The Ministry of Information has threatened to suspend two opposition papers for insulting the King and Prime Minister Hun Sen, but the editor of one of the publications said Wednesday he stands by his story.
Khieu Kanharith, secretary of state at the Ministry of Information, said he planned to suspend the Khmer-language newspapers Samleng Yuvachon Khmer (Voice of Khmer Youth) and Moneaksekar Khmer (Khmer Conscience) for editorials and stories printed in the last week.
“I plan to suspend them, but now they have asked for a pardon,” Khieu Kanharith said. “I asked them to write the [apology] in a published letter. After I see the letters, I will decide what to do.”
He said the offensive article in Samleng Yuvachon Khmer had the headline “Do you know whether Hun Sen becomes the Yuon dog or Chinese dog?” which appeared in the Feb 13-14 edition. “Yuon” is considered by Vietnamese to be a derogatory term.
The pieces in Moneaksekar Khmer being targeted by the government are an editorial on Feb 10 entitled “If Khmers are lazy, the Khmer King is lazy, too,” and another editorial that appeared the following day with the headline, “Vietnamese immigrants chide that Khmers are lazy, what do the Khmer people think of this?”
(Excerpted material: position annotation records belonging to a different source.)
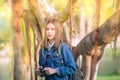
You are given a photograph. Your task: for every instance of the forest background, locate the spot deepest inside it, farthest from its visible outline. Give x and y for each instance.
(109, 68)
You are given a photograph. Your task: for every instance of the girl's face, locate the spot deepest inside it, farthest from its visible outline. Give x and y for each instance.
(50, 31)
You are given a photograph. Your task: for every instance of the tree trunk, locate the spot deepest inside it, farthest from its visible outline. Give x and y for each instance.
(18, 39)
(106, 34)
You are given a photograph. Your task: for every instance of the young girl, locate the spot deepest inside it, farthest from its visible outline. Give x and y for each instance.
(52, 65)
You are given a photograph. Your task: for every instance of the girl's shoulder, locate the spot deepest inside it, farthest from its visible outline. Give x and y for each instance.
(64, 45)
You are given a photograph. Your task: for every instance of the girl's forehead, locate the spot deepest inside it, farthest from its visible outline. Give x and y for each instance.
(50, 25)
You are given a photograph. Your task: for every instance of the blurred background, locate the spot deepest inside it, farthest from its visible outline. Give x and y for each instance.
(109, 68)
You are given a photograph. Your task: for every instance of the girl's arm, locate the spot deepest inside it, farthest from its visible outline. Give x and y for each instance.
(69, 62)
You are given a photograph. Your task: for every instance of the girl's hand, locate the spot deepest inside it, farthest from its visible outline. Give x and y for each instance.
(49, 71)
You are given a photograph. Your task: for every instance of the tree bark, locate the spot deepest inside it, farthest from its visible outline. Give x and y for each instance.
(18, 38)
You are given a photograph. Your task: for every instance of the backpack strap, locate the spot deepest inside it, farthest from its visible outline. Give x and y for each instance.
(60, 53)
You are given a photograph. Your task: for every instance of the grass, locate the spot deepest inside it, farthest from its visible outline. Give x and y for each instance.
(113, 77)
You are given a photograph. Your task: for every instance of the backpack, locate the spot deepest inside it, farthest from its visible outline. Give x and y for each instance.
(78, 75)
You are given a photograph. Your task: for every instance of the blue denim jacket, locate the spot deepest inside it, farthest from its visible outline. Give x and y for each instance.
(65, 69)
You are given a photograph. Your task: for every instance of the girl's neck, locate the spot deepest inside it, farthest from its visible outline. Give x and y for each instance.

Khieu Kanharith said the articles are “against the King and [could] incite racial riots.” He said the violations of Samleng Yuvachon Khmer are more serious because the story “compares Hun Sen to a dog.”
Dam Sith, editor of Moneaksekar Khmer, said he stands by the editorials in his paper, saying the publication did nothing wrong.
“They want to muzzle the opposition newspapers,” Dam Sith said. “This is a very ugly habit of the government.”
Editors at Samleng Yuvachon Khmer could not be reached for comment.
Information Minister Lu Laysreng said he is meeting with the editors of the papers to “educate” them and encourage them to write “more positive news.
“I am telling my colleagues to do better,” he said.
But Dam Sith said the government should also try harder.
“Why do they know only how to suspend the papers?” he asked. “Why don’t they think of illegal Vietnamese immigrants in Cambodia?”
Wayne Sharpe, director of the Institute for Media, Policy and Civil Society in Cambodia, said according to Cambodian press law, the government can suspend a paper only if it threatens national security or creates political instability. The institute is a Canadian NGO that is training Cambodian journalists.
Lin Neumann, a Bangkok-based consultant to the Committee to Protect Journalists, said threats to suspend newspapers are a volation of international norms of press freedom.
“The government should not be using its power to license the press as a tool to enforce government policy,” he said.
Koul Panha, a founding member of local human rights group Adhoc and now an adviser, said “freedom of the press is still weak in Cambodia.”
“Freedom is still limited because you can only say things that support those in power,” he said. “That is not fair to freedom.”
Phi Thach, chief of cabinet for the opposition Sam Rainsy Party, said the purpose of the threat is to ban the opposition from the political scene. “They want to reduce the volume of the opposition voice,” he said.
The last major crackdown on print media occurred in January 1998, when six opposition papers were suspended. It was the largest single media crackdown since the 1993 UN-sponsored elections.
Then-Second Prime Minister Hun Sen repealed the suspensions and halted legal proceedings against the papers, saying the case would not be conducive to free and fair elections.